Utrecht 50 jaar terug: een nieuw museum voor kerkelijke kunst

Foto: UN

Tijdens een persconferentie in het Centraal Museum – ter gelegenheid van de tentoonstelling Kunstschatten uit het Bisschoppelijk Museum van Haarlem – ontvouwde de directeur van het Aartsbisschoppelijk Museum, dhr. P.R.A. Bouvy, de plannen voor een nieuw museum voor kerkelijke kunst in Utrecht. Dat meldt het Utrechts Nieuwsblad op vrijdag 1 september 1967.

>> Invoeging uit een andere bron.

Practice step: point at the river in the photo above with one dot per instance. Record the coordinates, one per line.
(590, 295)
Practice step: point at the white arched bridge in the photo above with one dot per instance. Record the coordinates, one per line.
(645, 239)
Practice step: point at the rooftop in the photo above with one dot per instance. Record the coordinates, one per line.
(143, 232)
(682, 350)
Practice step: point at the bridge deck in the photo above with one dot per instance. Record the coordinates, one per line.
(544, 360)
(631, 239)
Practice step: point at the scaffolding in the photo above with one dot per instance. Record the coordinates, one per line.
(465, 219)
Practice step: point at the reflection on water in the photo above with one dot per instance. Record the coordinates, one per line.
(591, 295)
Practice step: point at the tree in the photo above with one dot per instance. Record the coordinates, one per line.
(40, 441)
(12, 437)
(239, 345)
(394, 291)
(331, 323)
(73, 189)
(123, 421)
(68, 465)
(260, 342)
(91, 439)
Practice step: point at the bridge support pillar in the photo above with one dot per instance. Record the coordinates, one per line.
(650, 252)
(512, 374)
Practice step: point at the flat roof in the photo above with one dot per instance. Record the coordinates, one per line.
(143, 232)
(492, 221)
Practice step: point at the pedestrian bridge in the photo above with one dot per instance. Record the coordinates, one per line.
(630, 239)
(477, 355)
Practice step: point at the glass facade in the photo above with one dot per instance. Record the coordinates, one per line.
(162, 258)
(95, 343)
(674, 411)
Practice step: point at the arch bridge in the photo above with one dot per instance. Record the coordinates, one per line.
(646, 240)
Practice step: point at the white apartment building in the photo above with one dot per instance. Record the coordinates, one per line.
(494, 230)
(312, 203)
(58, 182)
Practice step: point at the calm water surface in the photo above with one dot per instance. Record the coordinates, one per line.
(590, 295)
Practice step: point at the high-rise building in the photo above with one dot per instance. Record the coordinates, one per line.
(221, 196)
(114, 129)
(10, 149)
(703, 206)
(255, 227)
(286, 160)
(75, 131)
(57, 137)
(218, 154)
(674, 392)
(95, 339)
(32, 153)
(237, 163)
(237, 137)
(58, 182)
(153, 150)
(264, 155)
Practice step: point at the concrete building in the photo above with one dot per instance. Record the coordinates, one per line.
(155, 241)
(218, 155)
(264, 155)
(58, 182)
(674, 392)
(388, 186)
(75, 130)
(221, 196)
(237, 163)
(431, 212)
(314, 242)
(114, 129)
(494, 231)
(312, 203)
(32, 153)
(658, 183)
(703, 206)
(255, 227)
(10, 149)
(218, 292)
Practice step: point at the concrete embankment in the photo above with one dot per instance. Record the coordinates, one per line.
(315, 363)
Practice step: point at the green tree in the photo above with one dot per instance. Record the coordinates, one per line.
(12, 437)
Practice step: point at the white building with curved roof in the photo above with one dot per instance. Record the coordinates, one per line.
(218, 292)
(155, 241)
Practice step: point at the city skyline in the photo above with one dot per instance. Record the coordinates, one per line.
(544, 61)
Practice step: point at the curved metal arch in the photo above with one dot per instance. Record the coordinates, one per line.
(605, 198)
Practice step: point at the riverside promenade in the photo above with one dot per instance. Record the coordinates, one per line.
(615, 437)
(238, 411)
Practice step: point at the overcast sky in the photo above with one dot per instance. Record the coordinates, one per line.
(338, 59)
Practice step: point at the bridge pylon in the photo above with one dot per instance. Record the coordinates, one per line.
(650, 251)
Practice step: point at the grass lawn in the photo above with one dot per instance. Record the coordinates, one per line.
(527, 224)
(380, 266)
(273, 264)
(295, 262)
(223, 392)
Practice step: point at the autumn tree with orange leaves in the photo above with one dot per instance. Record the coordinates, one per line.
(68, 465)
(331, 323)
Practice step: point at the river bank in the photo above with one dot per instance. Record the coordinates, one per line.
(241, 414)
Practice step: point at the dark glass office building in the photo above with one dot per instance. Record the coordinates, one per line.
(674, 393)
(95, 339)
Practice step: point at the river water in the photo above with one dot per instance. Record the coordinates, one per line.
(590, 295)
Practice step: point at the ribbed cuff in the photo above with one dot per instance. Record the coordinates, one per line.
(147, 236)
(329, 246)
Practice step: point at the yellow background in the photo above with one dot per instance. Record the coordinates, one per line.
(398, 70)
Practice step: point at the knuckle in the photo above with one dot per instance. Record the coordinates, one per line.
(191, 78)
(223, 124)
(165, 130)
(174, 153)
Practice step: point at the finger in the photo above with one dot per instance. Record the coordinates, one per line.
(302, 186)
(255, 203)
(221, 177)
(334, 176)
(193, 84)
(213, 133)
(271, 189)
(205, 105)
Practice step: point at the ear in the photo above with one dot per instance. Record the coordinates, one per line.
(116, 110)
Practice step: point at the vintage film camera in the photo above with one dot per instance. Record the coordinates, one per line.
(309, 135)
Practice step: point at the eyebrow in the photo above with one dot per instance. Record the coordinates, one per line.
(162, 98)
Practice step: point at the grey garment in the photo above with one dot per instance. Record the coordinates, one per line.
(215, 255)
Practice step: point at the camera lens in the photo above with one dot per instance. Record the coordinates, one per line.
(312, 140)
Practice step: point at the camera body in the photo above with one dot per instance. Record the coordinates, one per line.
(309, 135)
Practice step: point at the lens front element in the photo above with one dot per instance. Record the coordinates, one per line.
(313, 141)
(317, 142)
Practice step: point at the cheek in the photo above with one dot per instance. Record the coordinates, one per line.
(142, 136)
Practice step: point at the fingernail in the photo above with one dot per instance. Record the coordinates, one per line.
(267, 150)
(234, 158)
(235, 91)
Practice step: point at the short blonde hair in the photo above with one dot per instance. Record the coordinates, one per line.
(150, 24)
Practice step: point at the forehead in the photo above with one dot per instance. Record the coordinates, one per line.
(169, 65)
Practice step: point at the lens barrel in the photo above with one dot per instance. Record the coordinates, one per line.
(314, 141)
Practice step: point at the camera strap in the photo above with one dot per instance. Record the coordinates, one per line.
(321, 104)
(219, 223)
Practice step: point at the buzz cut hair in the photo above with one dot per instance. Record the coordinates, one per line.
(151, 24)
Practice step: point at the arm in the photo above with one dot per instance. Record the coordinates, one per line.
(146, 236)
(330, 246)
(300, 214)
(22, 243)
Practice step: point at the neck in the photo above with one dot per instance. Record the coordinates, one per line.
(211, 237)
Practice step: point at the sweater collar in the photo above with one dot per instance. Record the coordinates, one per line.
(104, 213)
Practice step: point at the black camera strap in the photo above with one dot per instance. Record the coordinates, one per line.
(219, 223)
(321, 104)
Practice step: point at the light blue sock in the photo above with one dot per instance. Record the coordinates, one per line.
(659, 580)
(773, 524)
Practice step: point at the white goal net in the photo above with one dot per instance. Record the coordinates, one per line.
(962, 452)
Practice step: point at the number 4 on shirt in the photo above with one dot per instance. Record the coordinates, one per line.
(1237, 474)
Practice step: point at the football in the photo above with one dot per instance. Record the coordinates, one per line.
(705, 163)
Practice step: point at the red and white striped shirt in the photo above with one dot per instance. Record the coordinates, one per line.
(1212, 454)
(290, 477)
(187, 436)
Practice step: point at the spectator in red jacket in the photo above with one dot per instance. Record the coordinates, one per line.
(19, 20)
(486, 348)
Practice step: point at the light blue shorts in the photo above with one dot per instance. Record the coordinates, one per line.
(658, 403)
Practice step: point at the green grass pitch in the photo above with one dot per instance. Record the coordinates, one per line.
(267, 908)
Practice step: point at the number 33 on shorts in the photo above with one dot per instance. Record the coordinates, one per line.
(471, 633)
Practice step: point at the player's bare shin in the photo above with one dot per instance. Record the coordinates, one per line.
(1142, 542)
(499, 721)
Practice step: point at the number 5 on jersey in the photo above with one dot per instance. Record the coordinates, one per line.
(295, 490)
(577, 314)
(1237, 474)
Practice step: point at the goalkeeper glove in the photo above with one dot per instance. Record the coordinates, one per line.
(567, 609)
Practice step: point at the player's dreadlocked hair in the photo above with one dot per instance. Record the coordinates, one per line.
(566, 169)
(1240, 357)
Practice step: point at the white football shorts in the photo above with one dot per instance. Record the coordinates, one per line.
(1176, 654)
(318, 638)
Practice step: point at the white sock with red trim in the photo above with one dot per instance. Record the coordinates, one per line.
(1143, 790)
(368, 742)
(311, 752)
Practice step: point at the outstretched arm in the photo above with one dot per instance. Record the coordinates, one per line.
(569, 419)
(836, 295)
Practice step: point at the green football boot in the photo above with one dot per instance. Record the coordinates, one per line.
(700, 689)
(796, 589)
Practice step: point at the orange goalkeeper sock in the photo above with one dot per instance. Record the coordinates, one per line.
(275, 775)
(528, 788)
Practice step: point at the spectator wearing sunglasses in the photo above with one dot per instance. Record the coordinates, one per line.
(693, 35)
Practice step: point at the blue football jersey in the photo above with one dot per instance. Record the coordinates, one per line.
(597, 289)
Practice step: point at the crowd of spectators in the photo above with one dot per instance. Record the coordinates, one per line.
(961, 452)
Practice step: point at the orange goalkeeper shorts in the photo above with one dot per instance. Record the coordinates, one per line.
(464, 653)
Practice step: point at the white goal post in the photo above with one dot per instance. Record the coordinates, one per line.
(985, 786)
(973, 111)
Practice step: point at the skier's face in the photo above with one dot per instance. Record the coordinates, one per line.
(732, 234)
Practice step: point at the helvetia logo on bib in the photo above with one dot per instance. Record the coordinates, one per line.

Het nieuwe museum zal gehuisvest worden in het Catharijneconvent en het Catharijnegasthuis. Met de restauratie, inrichting en conservering zal een bedrag van ongeveer twee miljoen gulden gemoeid zijn. De gemeente en het rijk zullen hierin voorzien.

Reden voor het nieuwe museum is in de eerste plaats omdat de eigen collectie van het Aartsbisschoppelijk Museum, die is ondergebracht is in het Centraal Museum, ‘zeer onvoldoende’ tentoongesteld kan worden. Tweede reden is dat de Utrechtse collectie samengevoegd zal worden met de collectie van het bisdom Haarlem, de collectie van de Oud-Katholieke kerk en de verzameling van de familie Brom. De totale verzameling is zo uitgebreid dat een nieuw museum noodzakelijk wordt geacht. Door het samenvoegen van de verschillende verzamelingen is men in staat de cultuurgeschiedenis van de Nederlandse kerkprovincie in beeld te brengen. Het samenbrengen van de collecties betekent dat zeker driekwart van het totale bezit aan kerkelijke kunst in Nederland in Utrecht geconcentreerd zal zijn.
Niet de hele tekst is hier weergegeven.